Yıkılmış bir mezarım ki

Günlük Risale-i Nur dersi

Bismillahirrahmanirrahim

 

Eddâî Haşiye 1

 

Yıkılmış bir mezarım ki, yığılmıştır içinde

Saidden yetmiş dokuz emvât Haşiye 2 bâ-âsâm âlâma.

Sekseninci olmuştur mezara bir mezar taş,

Beraber ağlıyor Haşiye 3 hüsrân-ı İslâm'a.

Mezar taşımla püremvât enîndâr o mezârımla

Revânım sâha-i ukbâ-i ferdâma.

Yakînim var ki, istikbâl semâvâtı, zemin-i Asya

Bâhem olur teslim yed-i beyzâ-i İslâm'a.

Zîra yemîn-i yümn-i imândır,

Verir emn ü emân ile enâma.

 

Haşiye 1: Bu kıta onun imzasıdır.

 

Haşiye 2: Her senede iki defa cisim tazelendiği için, iki Said ölmüş demektir. Hem, bu sene Said yetmiş dokuz senesindedir. Her bir senede bir Said ölmüş demektir ki, bu tarihe kadar said yaşayacak.

 

Haşiye 3: Yirmi sene sonraki bu şimdi hali, hiss-i kable'l vuku ile hissetmiş. (Sözler, Lemeât, s. 635)

 

Bediüzzaman Said Nursi

 

SÖZLÜK

ÂLÂM : Elemler, acılar.

BA-ASAM : Günahlarla.

BÂHEM : Birlikte, beraber.

EDDAİ : "Mâlum bir duâcı. Duâcınız. Hayrınızı isteyen" meâlinde imza yerine yazılan bir tâbir.

EMN Ü EMÂN : Emniyet ve korkusuzluk.

EMVÂT : Ölüler, meyyitler.

ENÂM : Halk. Mahlukat. Çevre.

ENÎNDAR : İnleyerek.

FERDÂ : Tek olarak, yalnız başına.

HİSS-İ KABL-EL VUKU' : Bir şeyi vukuundan önce hissetmek.

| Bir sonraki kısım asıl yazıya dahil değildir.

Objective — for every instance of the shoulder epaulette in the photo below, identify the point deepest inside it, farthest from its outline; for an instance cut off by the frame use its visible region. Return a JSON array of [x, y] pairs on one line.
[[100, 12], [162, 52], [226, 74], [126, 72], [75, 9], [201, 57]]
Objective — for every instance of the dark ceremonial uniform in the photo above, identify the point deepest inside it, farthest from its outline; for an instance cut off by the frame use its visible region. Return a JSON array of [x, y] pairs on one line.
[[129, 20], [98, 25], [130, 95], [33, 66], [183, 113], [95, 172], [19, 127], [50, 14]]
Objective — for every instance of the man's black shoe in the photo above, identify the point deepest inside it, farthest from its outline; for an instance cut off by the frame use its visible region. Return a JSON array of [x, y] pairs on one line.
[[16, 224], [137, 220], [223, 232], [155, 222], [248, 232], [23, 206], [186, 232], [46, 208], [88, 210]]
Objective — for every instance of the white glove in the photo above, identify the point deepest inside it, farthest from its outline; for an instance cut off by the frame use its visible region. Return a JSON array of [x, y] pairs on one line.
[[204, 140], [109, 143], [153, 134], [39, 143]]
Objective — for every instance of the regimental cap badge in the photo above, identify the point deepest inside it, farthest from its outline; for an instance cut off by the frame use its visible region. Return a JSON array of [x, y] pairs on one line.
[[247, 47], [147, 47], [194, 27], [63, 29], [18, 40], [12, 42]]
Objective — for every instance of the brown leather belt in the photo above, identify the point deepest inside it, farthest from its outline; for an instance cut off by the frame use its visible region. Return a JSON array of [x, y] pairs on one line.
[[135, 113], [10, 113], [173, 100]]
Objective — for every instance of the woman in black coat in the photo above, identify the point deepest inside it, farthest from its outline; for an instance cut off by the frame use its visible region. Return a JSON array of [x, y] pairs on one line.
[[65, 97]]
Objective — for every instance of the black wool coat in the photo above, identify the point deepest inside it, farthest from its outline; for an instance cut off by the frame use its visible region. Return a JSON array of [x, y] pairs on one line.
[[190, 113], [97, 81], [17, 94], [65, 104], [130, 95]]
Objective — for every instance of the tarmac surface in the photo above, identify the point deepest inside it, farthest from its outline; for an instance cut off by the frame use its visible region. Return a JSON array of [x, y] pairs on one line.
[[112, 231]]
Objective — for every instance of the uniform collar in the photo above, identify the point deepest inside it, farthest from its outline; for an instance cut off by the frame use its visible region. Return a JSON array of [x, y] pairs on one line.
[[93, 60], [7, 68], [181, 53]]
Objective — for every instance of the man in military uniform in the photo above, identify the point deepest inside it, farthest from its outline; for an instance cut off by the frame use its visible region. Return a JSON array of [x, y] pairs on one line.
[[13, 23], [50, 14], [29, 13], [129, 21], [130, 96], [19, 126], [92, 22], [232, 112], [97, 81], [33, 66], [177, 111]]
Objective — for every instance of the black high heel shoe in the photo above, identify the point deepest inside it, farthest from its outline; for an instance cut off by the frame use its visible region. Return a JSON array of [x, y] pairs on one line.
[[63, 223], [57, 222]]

HÜSRAN : Mahrumiyet, ziyan, kayıp.

İSTİKBÂL : Gelecek zaman.

PÜREMVAT : Pek çok ölü. Ceset dolu.

REVÂN : Akıp gitmek. Yolculuk. Gidiş.

SAHA : Meydan, yer, avlu, geniş yer.

SÂHA-İ UKBA: Gelecek olan âhiret âleminin sahası.

SEMÂVÂT : Gökler.

YAKÎNÎ : Şüphe edilmeyecek derecede kesin bir şekilde.

YED-İ BEYZÂ-İ İSLÂM : İslâmın pâk ve temiz eli.

YEMÎN-İ YÜMN-Ü ÎMÂN : İmanın bereket, kuvvet ve saadeti.

ZEMİN-İ ASYA : Asya ülkesi, toprağı, kıtası.